Als nächster Schritt im Rahmen der technischen Weiterentwicklung der Automaten ist der Startschuss für die Einführung der Online-Altersverifikation gefallen, die den Jugendschutz auf eine neue Ebene hebt. Gemeinsam mit der Deutschen Kreditwirtschaft haben wir hierzu Mitte des Jahres 2023 ein Pilotprojekt gestartet und sammeln derzeit Erfahrungen hierzu. Mit der Einführung der Online-Altersverifikation legen wir außerdem die Grundlagen für das mobile Bezahlen mit Smartphone und / oder Smartwatch am Zigarettenautomaten.

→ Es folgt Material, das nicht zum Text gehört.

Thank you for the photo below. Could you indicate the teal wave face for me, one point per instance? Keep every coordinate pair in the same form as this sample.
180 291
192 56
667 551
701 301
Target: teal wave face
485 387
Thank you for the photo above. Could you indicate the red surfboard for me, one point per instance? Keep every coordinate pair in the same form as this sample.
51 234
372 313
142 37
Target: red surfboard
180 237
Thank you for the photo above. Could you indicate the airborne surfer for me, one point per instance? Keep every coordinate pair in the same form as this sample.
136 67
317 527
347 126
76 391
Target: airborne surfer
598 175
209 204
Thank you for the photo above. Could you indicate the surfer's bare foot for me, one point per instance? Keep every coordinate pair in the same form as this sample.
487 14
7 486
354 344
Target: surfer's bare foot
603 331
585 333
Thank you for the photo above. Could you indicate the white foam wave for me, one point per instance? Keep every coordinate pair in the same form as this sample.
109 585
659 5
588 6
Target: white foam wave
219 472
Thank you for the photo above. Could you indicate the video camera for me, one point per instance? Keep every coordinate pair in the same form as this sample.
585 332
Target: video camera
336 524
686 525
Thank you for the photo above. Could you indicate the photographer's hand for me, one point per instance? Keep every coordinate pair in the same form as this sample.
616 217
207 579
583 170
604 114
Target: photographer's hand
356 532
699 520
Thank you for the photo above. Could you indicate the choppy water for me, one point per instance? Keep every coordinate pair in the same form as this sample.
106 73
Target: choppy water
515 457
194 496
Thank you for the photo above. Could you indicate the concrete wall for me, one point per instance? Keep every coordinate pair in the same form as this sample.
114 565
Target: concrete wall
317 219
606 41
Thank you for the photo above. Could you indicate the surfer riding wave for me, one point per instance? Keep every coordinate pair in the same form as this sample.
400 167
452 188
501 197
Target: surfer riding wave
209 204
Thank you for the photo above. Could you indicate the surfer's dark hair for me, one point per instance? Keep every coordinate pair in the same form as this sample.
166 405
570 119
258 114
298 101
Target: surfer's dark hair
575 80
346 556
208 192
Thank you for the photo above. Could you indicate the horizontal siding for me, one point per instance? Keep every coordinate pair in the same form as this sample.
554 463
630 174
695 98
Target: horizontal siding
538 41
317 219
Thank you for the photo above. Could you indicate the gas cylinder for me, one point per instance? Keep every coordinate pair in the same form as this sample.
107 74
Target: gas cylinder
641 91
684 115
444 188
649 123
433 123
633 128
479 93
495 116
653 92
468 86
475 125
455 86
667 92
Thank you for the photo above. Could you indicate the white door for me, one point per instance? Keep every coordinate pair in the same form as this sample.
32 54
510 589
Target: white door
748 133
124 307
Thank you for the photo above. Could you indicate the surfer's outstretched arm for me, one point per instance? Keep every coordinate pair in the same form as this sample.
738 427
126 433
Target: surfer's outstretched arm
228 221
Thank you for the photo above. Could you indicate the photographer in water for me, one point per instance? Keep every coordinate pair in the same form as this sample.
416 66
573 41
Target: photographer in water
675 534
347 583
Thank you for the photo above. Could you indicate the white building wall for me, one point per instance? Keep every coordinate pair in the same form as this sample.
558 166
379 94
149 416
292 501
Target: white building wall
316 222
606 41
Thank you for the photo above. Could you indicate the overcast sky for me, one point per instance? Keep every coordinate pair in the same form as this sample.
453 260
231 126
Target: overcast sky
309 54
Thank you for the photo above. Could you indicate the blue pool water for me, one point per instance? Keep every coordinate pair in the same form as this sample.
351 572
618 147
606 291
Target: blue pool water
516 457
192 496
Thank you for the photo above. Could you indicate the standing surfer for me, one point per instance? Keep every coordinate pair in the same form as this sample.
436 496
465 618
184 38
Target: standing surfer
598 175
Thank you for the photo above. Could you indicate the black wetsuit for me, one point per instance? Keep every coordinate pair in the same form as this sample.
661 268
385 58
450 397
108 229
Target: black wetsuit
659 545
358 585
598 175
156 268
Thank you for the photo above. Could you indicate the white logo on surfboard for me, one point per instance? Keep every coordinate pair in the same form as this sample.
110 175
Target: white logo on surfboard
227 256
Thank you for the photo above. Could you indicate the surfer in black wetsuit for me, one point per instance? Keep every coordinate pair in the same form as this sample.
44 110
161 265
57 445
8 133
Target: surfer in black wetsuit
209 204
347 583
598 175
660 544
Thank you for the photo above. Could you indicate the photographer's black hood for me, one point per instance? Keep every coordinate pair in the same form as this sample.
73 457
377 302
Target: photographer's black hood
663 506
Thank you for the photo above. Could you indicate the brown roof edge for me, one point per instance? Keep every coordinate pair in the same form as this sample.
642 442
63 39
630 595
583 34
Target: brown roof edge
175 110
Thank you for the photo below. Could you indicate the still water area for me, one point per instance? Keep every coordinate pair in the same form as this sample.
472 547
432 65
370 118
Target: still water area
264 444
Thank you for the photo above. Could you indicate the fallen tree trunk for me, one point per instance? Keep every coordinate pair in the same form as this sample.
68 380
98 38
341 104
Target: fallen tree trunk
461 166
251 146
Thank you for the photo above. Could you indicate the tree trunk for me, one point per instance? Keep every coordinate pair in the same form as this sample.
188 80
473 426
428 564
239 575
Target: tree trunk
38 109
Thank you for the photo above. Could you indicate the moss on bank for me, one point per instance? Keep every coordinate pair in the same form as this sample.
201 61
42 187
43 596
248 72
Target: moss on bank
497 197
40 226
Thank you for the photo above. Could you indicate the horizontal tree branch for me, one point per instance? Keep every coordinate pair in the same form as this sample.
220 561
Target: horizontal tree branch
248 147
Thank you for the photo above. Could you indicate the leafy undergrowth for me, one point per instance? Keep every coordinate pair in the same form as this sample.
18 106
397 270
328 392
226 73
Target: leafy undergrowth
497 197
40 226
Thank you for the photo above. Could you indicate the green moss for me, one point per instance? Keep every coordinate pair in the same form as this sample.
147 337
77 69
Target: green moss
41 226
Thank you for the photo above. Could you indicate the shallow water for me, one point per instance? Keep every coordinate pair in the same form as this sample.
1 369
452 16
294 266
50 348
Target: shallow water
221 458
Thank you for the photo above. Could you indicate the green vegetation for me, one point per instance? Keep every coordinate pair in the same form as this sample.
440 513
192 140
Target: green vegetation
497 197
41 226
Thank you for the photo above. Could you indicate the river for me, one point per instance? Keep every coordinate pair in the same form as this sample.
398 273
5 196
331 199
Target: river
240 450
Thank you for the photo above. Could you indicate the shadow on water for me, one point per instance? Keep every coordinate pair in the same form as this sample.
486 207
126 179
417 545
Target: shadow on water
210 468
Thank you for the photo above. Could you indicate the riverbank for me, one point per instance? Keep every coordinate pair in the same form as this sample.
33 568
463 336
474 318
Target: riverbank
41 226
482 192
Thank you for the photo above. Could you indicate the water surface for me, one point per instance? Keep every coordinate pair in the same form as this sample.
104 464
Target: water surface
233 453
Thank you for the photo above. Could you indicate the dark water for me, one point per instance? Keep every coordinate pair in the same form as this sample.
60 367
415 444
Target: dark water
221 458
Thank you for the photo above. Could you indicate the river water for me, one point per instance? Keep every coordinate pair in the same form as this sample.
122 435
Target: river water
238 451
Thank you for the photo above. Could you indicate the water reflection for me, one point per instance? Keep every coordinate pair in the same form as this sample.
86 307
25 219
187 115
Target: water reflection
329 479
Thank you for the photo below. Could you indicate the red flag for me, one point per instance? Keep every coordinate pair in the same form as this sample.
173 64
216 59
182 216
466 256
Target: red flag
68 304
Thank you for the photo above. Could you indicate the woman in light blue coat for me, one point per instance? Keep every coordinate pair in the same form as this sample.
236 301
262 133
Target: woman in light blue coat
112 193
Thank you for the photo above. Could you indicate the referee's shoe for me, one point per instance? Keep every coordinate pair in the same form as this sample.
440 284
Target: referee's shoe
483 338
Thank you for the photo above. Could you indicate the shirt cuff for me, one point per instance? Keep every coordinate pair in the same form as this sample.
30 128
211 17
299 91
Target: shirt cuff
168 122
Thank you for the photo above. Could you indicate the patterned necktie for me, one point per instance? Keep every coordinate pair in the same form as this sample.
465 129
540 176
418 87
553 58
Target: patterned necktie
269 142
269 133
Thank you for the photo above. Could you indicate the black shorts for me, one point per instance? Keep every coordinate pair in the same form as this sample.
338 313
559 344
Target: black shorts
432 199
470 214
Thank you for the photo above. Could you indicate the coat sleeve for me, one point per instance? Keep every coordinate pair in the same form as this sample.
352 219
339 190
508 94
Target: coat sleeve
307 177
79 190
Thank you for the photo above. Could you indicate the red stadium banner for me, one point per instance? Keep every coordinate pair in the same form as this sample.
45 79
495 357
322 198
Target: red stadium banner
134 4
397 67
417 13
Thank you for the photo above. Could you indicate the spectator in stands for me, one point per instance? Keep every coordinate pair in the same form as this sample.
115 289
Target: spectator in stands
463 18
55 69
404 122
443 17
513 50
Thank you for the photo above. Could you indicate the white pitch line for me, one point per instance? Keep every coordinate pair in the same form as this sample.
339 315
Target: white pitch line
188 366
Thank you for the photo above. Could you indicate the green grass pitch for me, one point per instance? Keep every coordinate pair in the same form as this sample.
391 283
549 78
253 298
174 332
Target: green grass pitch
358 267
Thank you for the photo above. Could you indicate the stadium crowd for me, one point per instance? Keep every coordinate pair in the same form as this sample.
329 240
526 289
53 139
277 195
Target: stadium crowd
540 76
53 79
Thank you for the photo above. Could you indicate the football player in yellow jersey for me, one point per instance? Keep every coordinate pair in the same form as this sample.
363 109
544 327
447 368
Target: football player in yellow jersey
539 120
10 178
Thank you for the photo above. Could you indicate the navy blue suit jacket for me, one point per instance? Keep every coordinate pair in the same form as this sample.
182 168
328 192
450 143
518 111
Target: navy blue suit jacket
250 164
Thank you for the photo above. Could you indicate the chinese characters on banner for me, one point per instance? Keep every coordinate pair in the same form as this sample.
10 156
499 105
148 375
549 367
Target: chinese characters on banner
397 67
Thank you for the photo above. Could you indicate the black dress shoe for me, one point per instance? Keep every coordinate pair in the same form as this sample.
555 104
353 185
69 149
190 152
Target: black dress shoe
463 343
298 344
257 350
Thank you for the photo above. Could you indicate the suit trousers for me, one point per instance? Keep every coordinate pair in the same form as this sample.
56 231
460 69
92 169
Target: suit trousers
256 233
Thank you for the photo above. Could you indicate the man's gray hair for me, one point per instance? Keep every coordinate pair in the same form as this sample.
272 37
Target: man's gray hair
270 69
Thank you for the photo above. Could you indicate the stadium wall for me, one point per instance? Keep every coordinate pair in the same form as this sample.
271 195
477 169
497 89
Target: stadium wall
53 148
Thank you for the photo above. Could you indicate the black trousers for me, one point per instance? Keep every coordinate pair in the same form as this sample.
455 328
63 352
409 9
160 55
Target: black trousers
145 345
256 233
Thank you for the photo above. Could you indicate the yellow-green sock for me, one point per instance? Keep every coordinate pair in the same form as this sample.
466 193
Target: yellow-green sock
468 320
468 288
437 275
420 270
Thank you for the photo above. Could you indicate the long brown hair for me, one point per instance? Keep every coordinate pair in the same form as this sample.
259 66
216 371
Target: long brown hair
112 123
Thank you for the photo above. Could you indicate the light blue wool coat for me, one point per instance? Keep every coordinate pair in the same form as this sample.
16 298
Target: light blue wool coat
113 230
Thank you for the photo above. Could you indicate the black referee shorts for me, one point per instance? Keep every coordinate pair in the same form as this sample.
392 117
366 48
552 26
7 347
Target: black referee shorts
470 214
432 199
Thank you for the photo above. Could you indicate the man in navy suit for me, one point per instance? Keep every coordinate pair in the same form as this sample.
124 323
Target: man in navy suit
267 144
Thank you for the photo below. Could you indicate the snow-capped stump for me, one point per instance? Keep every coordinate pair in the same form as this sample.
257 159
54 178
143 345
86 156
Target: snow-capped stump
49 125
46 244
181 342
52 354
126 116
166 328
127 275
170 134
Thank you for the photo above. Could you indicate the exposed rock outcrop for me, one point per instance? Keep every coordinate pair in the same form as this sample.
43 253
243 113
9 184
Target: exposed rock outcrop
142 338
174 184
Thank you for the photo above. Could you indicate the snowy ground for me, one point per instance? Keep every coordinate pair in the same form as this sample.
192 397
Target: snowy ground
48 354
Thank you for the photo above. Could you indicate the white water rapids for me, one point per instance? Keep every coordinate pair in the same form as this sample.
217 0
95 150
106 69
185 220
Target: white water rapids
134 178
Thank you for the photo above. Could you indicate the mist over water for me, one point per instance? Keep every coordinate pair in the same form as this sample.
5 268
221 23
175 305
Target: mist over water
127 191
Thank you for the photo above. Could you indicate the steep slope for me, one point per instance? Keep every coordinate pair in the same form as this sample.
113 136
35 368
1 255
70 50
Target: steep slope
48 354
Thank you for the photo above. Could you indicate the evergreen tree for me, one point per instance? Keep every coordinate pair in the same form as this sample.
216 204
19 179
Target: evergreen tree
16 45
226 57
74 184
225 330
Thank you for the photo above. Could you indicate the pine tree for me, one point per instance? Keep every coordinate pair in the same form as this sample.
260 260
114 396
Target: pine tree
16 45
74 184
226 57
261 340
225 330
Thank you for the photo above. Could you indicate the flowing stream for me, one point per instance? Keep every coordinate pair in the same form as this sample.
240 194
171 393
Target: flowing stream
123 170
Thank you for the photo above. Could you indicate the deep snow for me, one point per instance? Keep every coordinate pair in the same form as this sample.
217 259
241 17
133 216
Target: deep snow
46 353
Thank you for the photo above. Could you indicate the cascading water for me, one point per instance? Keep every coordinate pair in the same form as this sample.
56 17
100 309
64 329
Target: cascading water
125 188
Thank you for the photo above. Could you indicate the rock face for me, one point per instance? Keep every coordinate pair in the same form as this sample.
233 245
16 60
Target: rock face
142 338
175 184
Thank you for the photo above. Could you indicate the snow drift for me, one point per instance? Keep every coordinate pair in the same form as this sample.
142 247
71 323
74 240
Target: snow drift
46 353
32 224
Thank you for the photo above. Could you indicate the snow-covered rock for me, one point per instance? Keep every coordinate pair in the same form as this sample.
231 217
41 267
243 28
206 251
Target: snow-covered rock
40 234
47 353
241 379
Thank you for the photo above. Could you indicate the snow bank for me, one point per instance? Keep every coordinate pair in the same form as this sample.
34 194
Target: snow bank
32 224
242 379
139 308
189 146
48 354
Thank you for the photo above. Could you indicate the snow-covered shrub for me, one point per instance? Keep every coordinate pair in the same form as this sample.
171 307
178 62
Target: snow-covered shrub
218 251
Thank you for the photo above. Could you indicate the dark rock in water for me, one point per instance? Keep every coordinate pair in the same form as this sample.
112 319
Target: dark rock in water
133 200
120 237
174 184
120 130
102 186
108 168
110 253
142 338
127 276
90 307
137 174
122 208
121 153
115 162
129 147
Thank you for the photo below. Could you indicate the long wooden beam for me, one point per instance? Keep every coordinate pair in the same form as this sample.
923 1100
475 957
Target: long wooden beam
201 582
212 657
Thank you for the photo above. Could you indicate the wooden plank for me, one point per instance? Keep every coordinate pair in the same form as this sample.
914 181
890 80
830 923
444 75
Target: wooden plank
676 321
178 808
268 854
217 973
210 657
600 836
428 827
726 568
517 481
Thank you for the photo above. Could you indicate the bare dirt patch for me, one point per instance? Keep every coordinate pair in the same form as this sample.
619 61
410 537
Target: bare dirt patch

Bereits im Pilotprojekt stellen wir fest, dass die Funktion von Konsumenten zunehmend genutzt wird.
Mit der Realisierung der technischen Fortschritte wird die Attraktivität des Zigarettenautomaten weiter zunehmen und der Jugendschutz weiter zuverlässig und lückenlos sichergestellt.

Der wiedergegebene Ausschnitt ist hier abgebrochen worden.